Plastic and Compromise
I love thrift stores. Many of my own toys as a child came from thrift stores and garage sales. Oh, the possibilities... you never know what you'll find that needs to come home with you! I was out thrifting with my kids recently and my daughter fell in love with a used and abused Snow White doll. She was covered in pink nail polish and her hair was a disaster. "Oh Mommy, she's beautiful! She has real plastic hair! Can she come home with us?!" Though I cringed a little about the "real plastic hair," I could identify with my soft-hearted girl. Snow White came home with us. After googling some doll restoration techniques she looked much better; we got her hair sorted out and amazingly enough, all the nail polish off. I was a little concerned with how she would mesh with our beloved cloth dolls. My daughter's doll Finn has been her favorite for years; would Snow White steal her place?
I shouldn't have worried. Everyone is welcome at this tea party. And Finn is happy to share her wardrobe with the newcomer. It was a pleasant surprise to find that my handmade clothes fit pretty well on these other friends!
When we were new parents we insisted on wooden and natural toys. Now, two more kids later, we've compromised on that stance. I'm drawn to Montessori and Waldorf philosophies, which both encourage a home environment full of natural materials. Traditional Waldorf dolls are made of cotton and stuffed with wool. But I can't help feeling that they can get a little all-or-nothing. Plastic toys and character toys are definitely out with them, but they are hard to avoid in our culture.
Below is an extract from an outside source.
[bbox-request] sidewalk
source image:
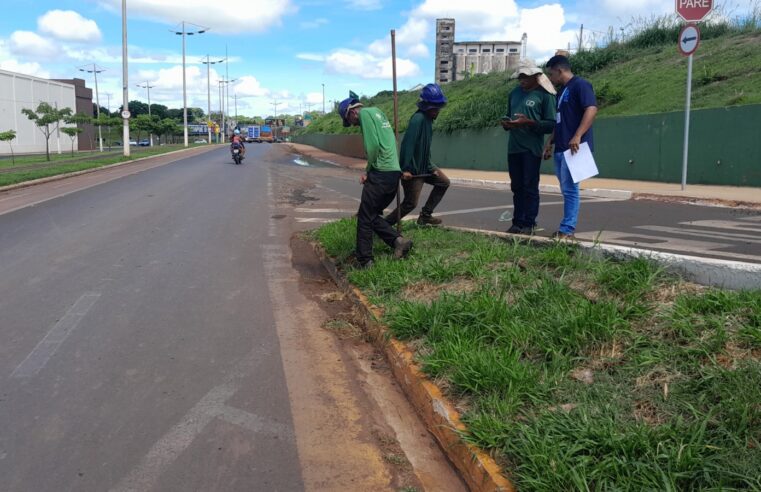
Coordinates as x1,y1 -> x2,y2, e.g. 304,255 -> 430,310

One of the things I love to do is to add a few handmade touches to a store bought or thrifted toy to make it a little bit more personal and creative- like painting a few wooden shapes for a tea party on tiny plastic dishes, or adding a beautiful handmade dress. I still love and encourage natural materials and simple playthings, but I've come to peace with the mix of toys that reside at our house.